Both training strategies work well in our experiments. When applying the trained model one obtains the class label by selecting the most probable label:

$$\begin{aligned} \hat{y}(x;\hat{\mathbf {\Theta }}) = \mathop {\text {arg max }}\limits _j P_j^M(x;\hat{\mathbf {\Theta }}), \end{aligned}$$

(5)

where $\hat{y}$ denotes the label output for input image x and model parameters $\hat{\mathbf {\Theta }}$.
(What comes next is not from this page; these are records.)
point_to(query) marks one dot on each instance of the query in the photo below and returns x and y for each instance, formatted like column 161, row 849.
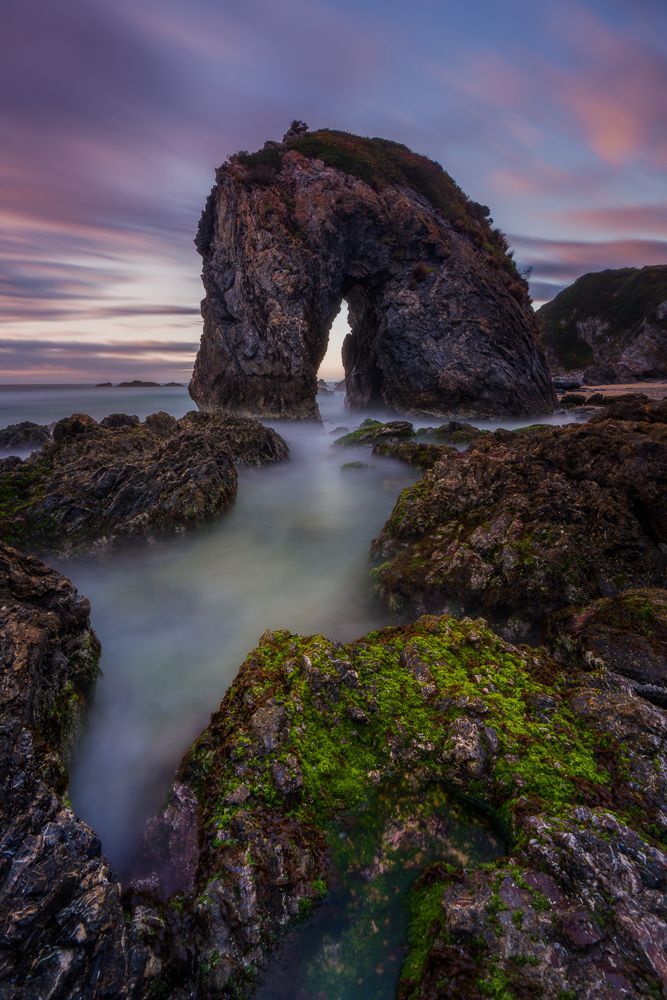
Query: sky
column 115, row 113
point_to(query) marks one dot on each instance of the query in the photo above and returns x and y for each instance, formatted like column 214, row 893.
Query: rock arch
column 440, row 320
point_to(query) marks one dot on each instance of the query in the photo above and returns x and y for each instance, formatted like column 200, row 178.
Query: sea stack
column 440, row 318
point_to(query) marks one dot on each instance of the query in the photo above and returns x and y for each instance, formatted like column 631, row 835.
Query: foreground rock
column 610, row 325
column 627, row 633
column 309, row 732
column 99, row 484
column 63, row 931
column 23, row 436
column 440, row 318
column 520, row 526
column 310, row 728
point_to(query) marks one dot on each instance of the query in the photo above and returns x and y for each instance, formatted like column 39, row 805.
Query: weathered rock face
column 310, row 728
column 307, row 732
column 99, row 484
column 63, row 932
column 440, row 318
column 609, row 325
column 628, row 633
column 24, row 435
column 520, row 526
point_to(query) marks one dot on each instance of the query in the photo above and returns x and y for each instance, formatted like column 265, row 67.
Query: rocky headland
column 522, row 525
column 609, row 326
column 440, row 318
column 95, row 485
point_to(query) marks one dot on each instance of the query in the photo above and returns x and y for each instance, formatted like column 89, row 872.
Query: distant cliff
column 611, row 325
column 440, row 317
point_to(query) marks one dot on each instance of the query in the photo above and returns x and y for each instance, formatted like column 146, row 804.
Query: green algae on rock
column 311, row 729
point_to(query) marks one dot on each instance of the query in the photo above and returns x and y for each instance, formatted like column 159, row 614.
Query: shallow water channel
column 355, row 943
column 176, row 619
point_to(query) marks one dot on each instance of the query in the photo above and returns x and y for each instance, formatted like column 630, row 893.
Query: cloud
column 24, row 358
column 565, row 260
column 620, row 219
2.2 Why an Additive Network is Beneficial

To give insight into the effect of adding model outputs before the softmax in the cascade we approximate the loss function to first order. We use the cross-entropy loss for multi-class segmentation which for a single model output, $\phi ^0$, is

$$\begin{aligned} \mathcal {L}_{CE}^0 = - \sum _{j=0}^{C-1}y_j \ln (\sigma (\phi ^0_j)), \end{aligned}$$

(6)

where j is the class index and C is the total number of classes. Considering a cascaded model of two FCNs, we assume we trained the first FCN $\phi ^0$ by optimizing $\mathcal {L}_{CE}^0$. With the additive output of the second model, the loss becomes

$$\begin{aligned} \mathcal {L}_{CE}^1 = - \sum _{j=0}^{C-1}y_j \ln (\sigma (\phi ^0+\phi ^1)_j). \end{aligned}$$

(7)

We can think of $\phi ^1$ as a perturbation to $\phi ^0$. Approximating the loss function (7) around $\phi ^0$ via a Taylor series expansion results in

$$\begin{aligned} \mathcal {L}_{CE}^1&\approx - \sum _{j=0}^{C-1}y_j \ln (\sigma (\phi ^0_j)) - \sum _{j=0}^{C-1}y_j \sum _{l=0}^{C-1} \frac{\partial \ln \sigma (\phi ^0)_j}{\partial \phi ^0_l}\phi ^1_l \nonumber \\&= \mathcal {L}_{CE}^0 +\sum _{j=0}^{C-1}y_j \sum _{l=0}^{C-1} \varDelta {\mathcal {L}_{CE}^1}_j(\phi ^1_l|\phi ^0), \end{aligned}$$

(8)

where $\mathcal {L}_{CE}^0$ only depends on $\phi ^0$ and can therefore be ignored for sequential training of $\phi ^1$; $\varDelta {\mathcal {L}_{CE}^1}_j(\phi ^1_l|\phi ^0)$ captures how the loss depends on the output of the second model for class l, $\phi ^1_l$, for voxels annotated as class j:

$$\begin{aligned} \varDelta {\mathcal {L}_{CE}^1}_j(\phi ^1_l|\phi ^0) = \left\{ \begin{array}{lr} -(1-\sigma (\phi ^0_j))\phi ^1_j = -(1-P_j^0)\phi _j^1 &{} , \; l = j\\ \sigma (\phi ^0_l)\phi ^1_l = P_l^0\phi _l^1 &{} , \; l \ne j \end{array} \right. . \end{aligned}$$

(9)

Intuitively, when the first model performs well $P^0_j$ is high and $P^0_{l, l\ne j}$ is low; increasing $\phi ^1_j$ and decreasing $\phi ^1_{l, l\ne j}$ is of low benefit to reduce the loss. When the first model performs badly $P^0_j$ is low and $P^0_{l, l\ne j}$ is high; increasing $\phi ^1_j$ and decreasing $\phi ^1_{l, l\ne j}$ is of high benefit. I.e., improving the prediction where the first model perform badly is more beneficial than improving already good predictions. In effect, the loss of the additive model naturally weighs each voxel so that it focuses on problematic regions.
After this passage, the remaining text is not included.